When it comes to software available to download, the river has run dry. There is literally not one piece of software available to the user – nothing relating to monitoring, or fan controls or the like. The only thing that approaches a software tool is the Advocent Server Management Interface, which is accessed via the browser of another computer connected to the same network when the system has the third server management NIC connection activated.

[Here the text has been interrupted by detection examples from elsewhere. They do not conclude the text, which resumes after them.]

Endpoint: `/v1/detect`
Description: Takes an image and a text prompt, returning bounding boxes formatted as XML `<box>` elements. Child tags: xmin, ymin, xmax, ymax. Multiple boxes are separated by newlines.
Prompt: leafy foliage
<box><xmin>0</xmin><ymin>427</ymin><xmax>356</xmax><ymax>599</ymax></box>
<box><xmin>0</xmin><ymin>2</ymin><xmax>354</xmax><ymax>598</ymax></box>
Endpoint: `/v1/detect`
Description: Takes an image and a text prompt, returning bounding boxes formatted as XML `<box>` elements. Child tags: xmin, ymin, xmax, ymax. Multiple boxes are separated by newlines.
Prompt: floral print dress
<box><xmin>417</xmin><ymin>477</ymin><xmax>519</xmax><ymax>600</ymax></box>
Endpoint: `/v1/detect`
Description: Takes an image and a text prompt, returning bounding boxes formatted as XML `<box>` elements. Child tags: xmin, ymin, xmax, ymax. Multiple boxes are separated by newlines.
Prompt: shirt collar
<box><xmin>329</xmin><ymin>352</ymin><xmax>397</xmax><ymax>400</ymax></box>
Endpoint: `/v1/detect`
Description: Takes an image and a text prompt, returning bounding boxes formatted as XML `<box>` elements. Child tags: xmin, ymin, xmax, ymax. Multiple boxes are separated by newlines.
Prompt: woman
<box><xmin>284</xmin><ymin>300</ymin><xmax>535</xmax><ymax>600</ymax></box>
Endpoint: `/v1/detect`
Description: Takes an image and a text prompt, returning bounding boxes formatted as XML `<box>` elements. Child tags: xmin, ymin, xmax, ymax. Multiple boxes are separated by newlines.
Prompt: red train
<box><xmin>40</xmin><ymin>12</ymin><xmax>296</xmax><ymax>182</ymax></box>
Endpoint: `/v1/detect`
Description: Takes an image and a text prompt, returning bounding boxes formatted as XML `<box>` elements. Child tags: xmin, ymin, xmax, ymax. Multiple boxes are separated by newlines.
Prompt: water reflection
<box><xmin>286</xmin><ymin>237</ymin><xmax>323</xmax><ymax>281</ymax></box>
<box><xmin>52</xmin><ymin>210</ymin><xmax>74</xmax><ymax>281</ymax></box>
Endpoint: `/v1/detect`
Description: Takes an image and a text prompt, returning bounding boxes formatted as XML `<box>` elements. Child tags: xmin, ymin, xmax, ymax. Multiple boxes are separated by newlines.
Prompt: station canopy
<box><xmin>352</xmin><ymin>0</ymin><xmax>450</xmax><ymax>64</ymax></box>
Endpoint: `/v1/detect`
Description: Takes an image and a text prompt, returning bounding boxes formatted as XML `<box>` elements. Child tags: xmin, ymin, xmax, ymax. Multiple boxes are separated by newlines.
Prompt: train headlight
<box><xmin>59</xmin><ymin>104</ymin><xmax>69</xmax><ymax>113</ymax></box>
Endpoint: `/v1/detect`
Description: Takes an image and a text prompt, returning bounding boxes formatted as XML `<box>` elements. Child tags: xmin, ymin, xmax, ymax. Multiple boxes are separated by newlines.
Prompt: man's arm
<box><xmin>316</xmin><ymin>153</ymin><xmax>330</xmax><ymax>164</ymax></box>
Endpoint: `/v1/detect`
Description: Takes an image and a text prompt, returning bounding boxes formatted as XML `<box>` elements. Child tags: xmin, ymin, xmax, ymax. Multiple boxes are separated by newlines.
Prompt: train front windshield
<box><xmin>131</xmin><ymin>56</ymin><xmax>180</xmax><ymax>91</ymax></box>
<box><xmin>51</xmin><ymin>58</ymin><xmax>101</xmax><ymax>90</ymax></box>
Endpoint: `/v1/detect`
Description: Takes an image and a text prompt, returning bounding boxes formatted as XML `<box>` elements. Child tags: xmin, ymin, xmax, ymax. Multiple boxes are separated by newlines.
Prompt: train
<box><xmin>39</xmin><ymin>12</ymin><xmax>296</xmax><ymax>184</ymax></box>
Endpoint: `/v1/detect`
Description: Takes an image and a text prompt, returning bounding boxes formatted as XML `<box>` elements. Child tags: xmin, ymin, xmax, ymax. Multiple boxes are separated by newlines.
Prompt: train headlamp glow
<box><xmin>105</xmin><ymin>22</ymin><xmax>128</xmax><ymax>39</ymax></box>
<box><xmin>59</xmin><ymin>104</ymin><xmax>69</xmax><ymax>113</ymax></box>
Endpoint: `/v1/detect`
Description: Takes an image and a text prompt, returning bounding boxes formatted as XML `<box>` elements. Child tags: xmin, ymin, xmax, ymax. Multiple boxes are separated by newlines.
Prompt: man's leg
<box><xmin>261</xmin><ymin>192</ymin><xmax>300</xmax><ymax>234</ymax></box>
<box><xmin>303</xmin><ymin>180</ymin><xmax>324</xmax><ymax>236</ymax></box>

When the system is connected to the power supply, and the power supply is switched on, the motherboard takes around 30 seconds to prepare itself before the power button on the board itself can be pushed. There is a green light physically on the board that turns from a solid light to a flashing light when this button can be pushed - the board then takes another 60 seconds or so to POST. During this intermediate state when the light is flashing, the server management software can be accessed through the web interface.
The default username and password are admin and password for this interface, and when logged in we get a series of options relating to the management of the motherboard:
The interface implements a level of security in accessing the management software, as well as keeping track of valid user accounts, web server settings, and active interface sessions.
The software also provides options to update the firmware, and to offer full control as to the on/off state of the motherboard with access to all voltages, fan speeds and temperatures the software has access to.
The system log helps identify when sensors are tripped (such as temperature and fans) as well as failed boots and software events.
Both Java KVM and Have VM environments are supported, with options relating to these in the corresponding menus.
It should also be noted that during testing, we found the system to be unforgiving when changing discrete GPUs. If an OS was installed while attached to a GTX580 and NVIDIA drivers were installed, the system would not boot if the GTX580 was removed and a HD7970 was put in its place. The same thing happens if the OS is installed under the HD7970 and the AMD drivers installed.